When massive cultural moments take hold, brands are quick to react, respond, and post. There almost seems to be a hidden, driving belief that moving the fastest will win the grand prize of higher employee retention and deeper customer loyalty. That’s why we got all those “We’re here for you” emails from brands we hadn’t interacted with in years during the initial spread of COVID-19. The reality is that active listening requires deliberate time and effort. It means having difficult conversations with employees and customers. Intention, discussion, and commitment are all at the heart of what it means to engage in active listening for employees and consumers alike.

Not only that, but active listening is at the core of what it means to build, install, and activate a human OS for an organization or an organization’s leader. News across the past several months has left behind a trail of cautionary tales. One is of , who repeatedly made decisions against the will of his employees. In one case, he reopened a California factory in defiance of local health officials. He said employees weren’t obligated to return if they were uncomfortable, but two Tesla employees claimed they were fired when they chose not to return. Later, when Musk was uncharacteristically silent as the Black Lives Matter demonstrations began, Tesla employees threatened to stage a peaceful rally to commemorate Juneteenth. This prompted Musk to announce that Juneteenth “is henceforth considered a U.S. holiday at Tesla and SpaceX”—but unlike at major companies like Nike, Target, Adobe, Lyft, and Spotify, which simply gave employees the day off, Musk said his employees would have to take a vacation day to commemorate Juneteenth.

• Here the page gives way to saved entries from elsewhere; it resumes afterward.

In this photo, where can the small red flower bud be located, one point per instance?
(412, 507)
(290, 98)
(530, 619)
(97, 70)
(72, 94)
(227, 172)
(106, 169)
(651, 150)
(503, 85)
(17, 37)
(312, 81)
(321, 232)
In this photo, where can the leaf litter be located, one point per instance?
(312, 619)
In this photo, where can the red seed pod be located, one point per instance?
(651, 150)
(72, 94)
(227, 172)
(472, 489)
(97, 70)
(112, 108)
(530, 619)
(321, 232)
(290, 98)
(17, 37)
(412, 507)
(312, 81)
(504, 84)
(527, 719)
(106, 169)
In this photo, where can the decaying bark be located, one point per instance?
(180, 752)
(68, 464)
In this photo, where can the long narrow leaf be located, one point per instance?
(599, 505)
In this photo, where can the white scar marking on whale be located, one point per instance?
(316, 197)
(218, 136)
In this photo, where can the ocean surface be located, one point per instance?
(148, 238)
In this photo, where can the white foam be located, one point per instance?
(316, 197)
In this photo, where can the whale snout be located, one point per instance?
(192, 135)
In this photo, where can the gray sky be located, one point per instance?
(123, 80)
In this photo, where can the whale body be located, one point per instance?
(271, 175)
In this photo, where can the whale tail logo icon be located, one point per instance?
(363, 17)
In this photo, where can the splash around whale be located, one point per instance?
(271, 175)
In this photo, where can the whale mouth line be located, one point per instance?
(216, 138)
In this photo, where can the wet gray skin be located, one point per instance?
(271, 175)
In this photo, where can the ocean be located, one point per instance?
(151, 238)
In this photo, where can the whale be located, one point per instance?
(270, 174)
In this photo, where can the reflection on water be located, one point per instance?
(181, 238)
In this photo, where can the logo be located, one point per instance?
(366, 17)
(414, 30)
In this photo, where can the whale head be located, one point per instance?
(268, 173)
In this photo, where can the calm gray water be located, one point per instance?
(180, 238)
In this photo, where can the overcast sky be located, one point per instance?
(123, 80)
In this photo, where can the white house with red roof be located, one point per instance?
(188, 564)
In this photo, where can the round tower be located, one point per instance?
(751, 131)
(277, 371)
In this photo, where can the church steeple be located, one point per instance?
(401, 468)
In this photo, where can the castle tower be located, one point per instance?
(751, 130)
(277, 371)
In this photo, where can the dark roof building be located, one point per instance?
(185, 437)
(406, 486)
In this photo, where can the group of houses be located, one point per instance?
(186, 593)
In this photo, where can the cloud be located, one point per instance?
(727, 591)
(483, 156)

Musk is well-known for his eclectic views on a wide range of topics, but his actions as a leader are under scrutiny because he demonstrates a failure to listen—to healthcare experts, workers, and consumers. Musk may have conviction in his beliefs, but he’s holding on to an outdated OS that clashes with employer and customer values because he is not taking the time to understand what other people are feeling. Failure to do this may or may not impact Tesla’s financial performance, but it will result in more employees speaking out and leaving his companies for ones that better align to their personal values. 

Compare Musk's leadership style with that of Kenneth Chenault, who served as the CEO and chairman of American Express until 2018. He was said to consult often with his teams, asking questions like: “Who is listening to you? How many people respect you?” He applied a similar method toward listening to American Express customers, often organizing impromptu listening tours and engaging with customer service teams to better understand the quality of service and support that consumers would receive, and how to continually improve it. This is what allowed him to demonstrate kindness and care through measurable, observable, outcome-driven actions—and the company thrived during his 17-year tenure as the company’s leader.

Sometimes I reflect back on corporate life, and I think about that meeting where I was asked to explain my favorite company value. If I had been given the proper time to think about it, I might have answered differently instead of trying to make an unmemorable joke. I might have said “empathy.” Then, I might have gone on to say something like: “I’m going to say empathy because I think it’s really important. But I don’t know—because I’m not sure what we really mean when we say it. I wonder if this would be a good time for us to define what empathy means to us, and then discuss how we’re going to hold ourselves accountable to it.” 

That response may not have earned much empathy from my colleagues. But at least it would have come from a good place.